Searching for the optimal batchSize

3,412 views
Skip to first unread message

Allen

unread,
Dec 16, 2010, 2:20:55 PM12/16/10
to mongodb-user
I have a large collection (~165 million docs) with an index that my
app continuously queries against. My queries are performing fairly
well, but there's one variable that I think could use some tuning:
cursor batch size.

According to one of Kristina's comments on
http://groups.google.com/group/mongodb-user/browse_thread/thread/f4fd8169d70c01e4/6803d3b8b51364fc,
the default batch size is min(100 docs, 4MB). My docs are small (~156
bytes each), but some queries can return over 70,000 of them.
Assuming that fewer network round-trips is better, I upped my batch
size to 70,000, a little over 10MB per batch. Subsequent testing
revealed a decrease in performance.

Then, I read http://www.mongodb.org/display/DOCS/Database+Profiler.
Regarding the reslen metric, it says, "A large number of bytes
returned (hundreds of kilobytes or more) causes slow performance."
That prompted me to revisit the min(100 docs, 4MB) default, which
suggests that a batch size way under 4MB is better.
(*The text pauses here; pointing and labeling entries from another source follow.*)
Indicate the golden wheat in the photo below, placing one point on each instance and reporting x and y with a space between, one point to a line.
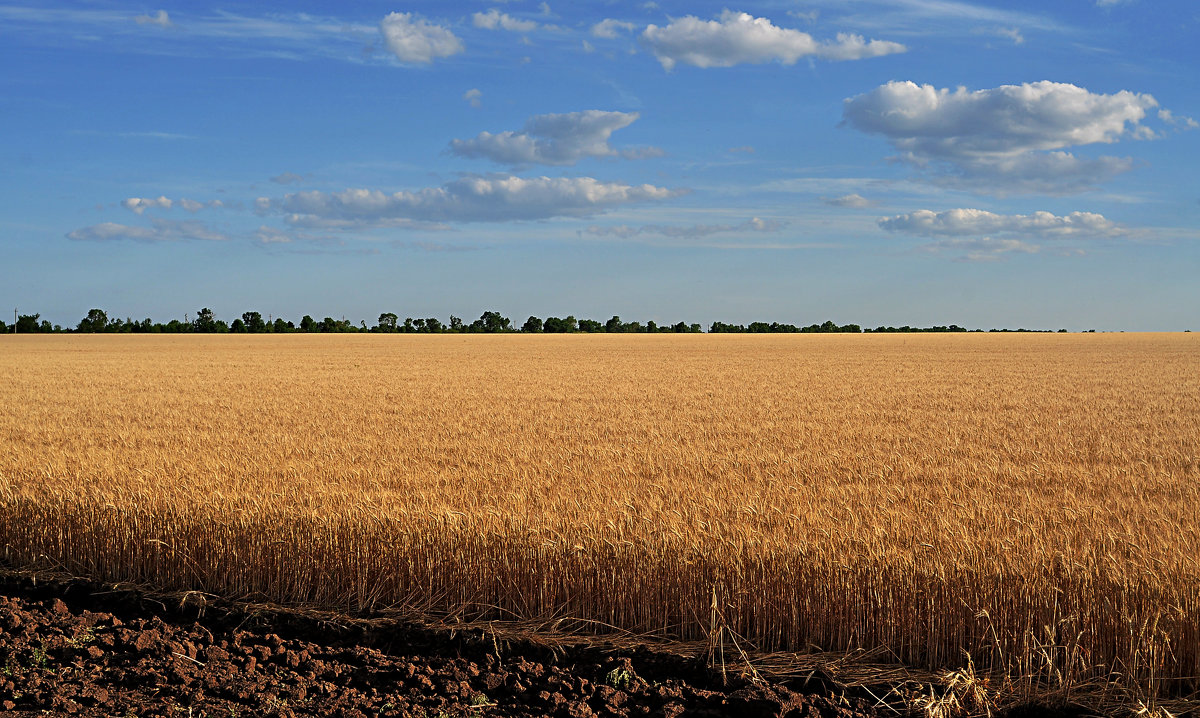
1030 500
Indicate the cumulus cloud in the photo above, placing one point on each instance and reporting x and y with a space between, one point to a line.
685 232
738 37
413 39
852 201
467 199
610 29
1003 139
552 139
160 18
159 231
976 222
495 19
139 204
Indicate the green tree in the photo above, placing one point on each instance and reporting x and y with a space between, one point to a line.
95 321
491 323
205 321
253 322
28 324
387 322
556 325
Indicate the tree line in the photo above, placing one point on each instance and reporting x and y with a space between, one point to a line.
490 322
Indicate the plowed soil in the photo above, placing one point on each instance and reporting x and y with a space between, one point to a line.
79 648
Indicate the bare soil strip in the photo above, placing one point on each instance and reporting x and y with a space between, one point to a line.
73 647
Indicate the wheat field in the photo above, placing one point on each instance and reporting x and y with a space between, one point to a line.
1032 501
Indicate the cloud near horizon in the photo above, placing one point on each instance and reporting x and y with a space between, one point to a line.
738 37
141 204
977 222
685 232
1006 139
553 139
159 232
468 199
495 19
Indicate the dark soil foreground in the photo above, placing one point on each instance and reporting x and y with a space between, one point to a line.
70 647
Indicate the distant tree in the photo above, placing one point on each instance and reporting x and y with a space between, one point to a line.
556 325
28 324
95 321
491 323
204 321
723 328
387 322
253 322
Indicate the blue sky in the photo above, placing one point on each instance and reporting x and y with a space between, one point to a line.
869 161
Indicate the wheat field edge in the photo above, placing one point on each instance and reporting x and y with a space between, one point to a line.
1030 501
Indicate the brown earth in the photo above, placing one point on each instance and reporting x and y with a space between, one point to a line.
71 647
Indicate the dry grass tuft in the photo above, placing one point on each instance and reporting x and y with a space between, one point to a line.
1032 502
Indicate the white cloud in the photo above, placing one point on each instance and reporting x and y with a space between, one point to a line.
977 222
467 199
611 29
495 19
552 139
852 201
160 18
739 37
1007 138
159 231
139 204
685 232
413 39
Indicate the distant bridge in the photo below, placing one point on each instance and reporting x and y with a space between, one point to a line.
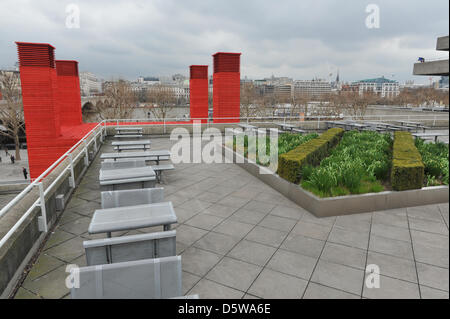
90 101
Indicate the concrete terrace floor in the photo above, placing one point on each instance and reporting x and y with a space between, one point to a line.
239 238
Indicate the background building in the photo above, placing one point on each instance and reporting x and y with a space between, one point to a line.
90 84
382 87
312 88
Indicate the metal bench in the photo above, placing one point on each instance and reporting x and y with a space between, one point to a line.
126 178
127 135
132 217
128 130
161 168
141 279
159 155
131 148
132 197
146 159
127 163
129 248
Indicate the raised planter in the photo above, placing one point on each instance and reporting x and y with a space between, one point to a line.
344 205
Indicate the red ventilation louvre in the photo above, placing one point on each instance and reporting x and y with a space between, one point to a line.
66 68
198 71
36 54
226 62
226 87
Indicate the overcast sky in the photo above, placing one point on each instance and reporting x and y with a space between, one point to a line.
300 39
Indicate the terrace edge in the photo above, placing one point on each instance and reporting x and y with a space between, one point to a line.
349 204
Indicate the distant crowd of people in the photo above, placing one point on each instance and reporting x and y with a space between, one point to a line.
12 158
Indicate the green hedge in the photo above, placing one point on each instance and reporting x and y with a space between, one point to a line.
407 166
312 152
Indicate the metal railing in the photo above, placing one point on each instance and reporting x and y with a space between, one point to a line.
101 129
86 141
316 119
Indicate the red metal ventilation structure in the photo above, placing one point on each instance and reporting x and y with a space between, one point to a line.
51 120
68 94
198 95
226 87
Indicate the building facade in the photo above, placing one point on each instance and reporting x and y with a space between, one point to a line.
382 87
90 84
312 88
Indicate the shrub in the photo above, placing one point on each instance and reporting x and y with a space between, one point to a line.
407 166
435 160
312 152
355 166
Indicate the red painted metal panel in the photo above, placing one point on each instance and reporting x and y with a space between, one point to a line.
69 98
49 102
198 92
226 87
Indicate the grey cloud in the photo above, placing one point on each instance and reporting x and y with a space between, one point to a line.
301 39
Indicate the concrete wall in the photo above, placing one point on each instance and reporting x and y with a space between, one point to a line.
26 240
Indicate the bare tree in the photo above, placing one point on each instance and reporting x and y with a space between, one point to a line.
119 101
163 100
11 110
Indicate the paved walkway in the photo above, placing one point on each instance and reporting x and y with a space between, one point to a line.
239 238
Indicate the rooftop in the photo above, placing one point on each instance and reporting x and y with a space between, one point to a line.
377 80
240 238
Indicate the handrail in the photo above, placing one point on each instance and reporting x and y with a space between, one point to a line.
40 201
103 125
48 170
309 118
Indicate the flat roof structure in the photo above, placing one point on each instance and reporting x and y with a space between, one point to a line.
240 238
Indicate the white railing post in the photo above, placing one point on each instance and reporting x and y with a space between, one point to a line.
72 173
42 220
95 143
86 153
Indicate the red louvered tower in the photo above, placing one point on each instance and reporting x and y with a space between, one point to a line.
198 92
226 87
68 94
51 121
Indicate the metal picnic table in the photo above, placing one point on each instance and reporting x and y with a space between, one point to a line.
290 127
417 125
425 135
247 127
146 154
129 130
132 217
127 145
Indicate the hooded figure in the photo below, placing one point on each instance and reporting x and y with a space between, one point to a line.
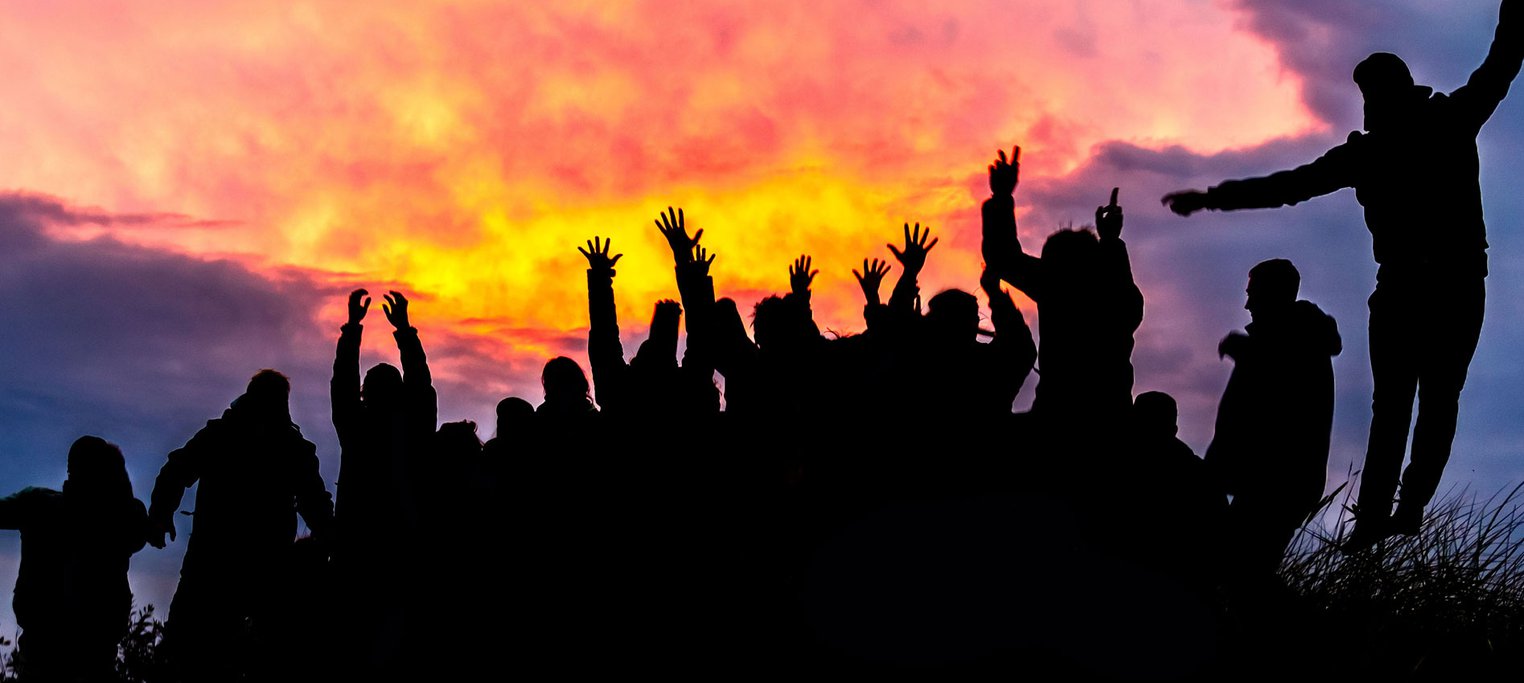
72 599
256 473
1271 444
1415 171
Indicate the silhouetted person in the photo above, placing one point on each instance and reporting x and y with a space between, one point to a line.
256 473
72 599
1415 171
1271 442
459 557
1088 305
697 391
651 383
1177 508
384 426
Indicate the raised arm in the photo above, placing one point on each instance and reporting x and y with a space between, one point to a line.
799 279
418 381
604 351
660 348
343 389
1116 262
313 500
1000 246
910 262
1329 173
1480 96
674 227
1014 351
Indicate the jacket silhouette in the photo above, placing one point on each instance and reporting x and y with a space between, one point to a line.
1415 173
72 599
1271 442
386 430
1088 305
255 473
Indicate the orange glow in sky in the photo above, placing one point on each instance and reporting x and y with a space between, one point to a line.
462 151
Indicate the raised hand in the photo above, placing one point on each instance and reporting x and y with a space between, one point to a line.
674 230
989 282
870 278
700 261
1108 218
800 276
395 310
157 529
357 307
1003 176
915 255
1186 202
596 255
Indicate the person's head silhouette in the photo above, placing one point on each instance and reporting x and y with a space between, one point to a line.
1387 86
514 415
1271 288
1069 256
770 322
564 381
96 470
383 386
268 397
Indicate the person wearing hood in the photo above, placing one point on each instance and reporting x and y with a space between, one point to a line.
256 473
72 599
1271 442
1415 169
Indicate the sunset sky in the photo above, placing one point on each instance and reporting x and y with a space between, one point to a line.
189 189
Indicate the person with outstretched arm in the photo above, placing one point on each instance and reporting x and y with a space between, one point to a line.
1088 305
1415 169
386 426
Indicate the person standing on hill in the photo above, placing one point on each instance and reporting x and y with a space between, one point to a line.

Thus, before doing more batch size tweaking and testing, I'd like to
know
1) After ensuring that indexes are used properly, can batch size be a
large factor in query performance?
2) Is it better to limit network round-trips or reslen?
3) Scott Hernandez commented on
http://groups.google.com/group/mongodb-user/browse_thread/thread/f4fd8169d70c01e4/6803d3b8b51364fc,
saying, "It is also possible that you could optimize the batch sizes
used for your queries (cursor), depending on how large your documents
are, and how many you expect (less network round-trips are better)."
Could there be a magical ratio of total number of docs returned to
batch size? One of the nice things about my queries is that I can
very accurately predict how many docs will be returned, so adjusting
the batch size accordingly is feasible.

Allen

unread,
Dec 16, 2010, 2:22:53 PM12/16/10
to mongodb-user
Probably should have mentioned that I'm using mongo-2.3.jar with
v1.7.3 of the database...

dwight_10gen

unread,
Dec 16, 2010, 8:36:30 PM12/16/10
to mongodb-user
in the c++ driver you could use Exhaust mode for a query if you know
you want everything.

client/dbclient.h
/** Stream the data down full blast in multiple "more"
packages, on the assumption that the client
will fully read all data queried. Faster when you are
pulling a lot of data and know you want to
pull it all down. Note: it is not allowed to not read all
the data unless you close the connection.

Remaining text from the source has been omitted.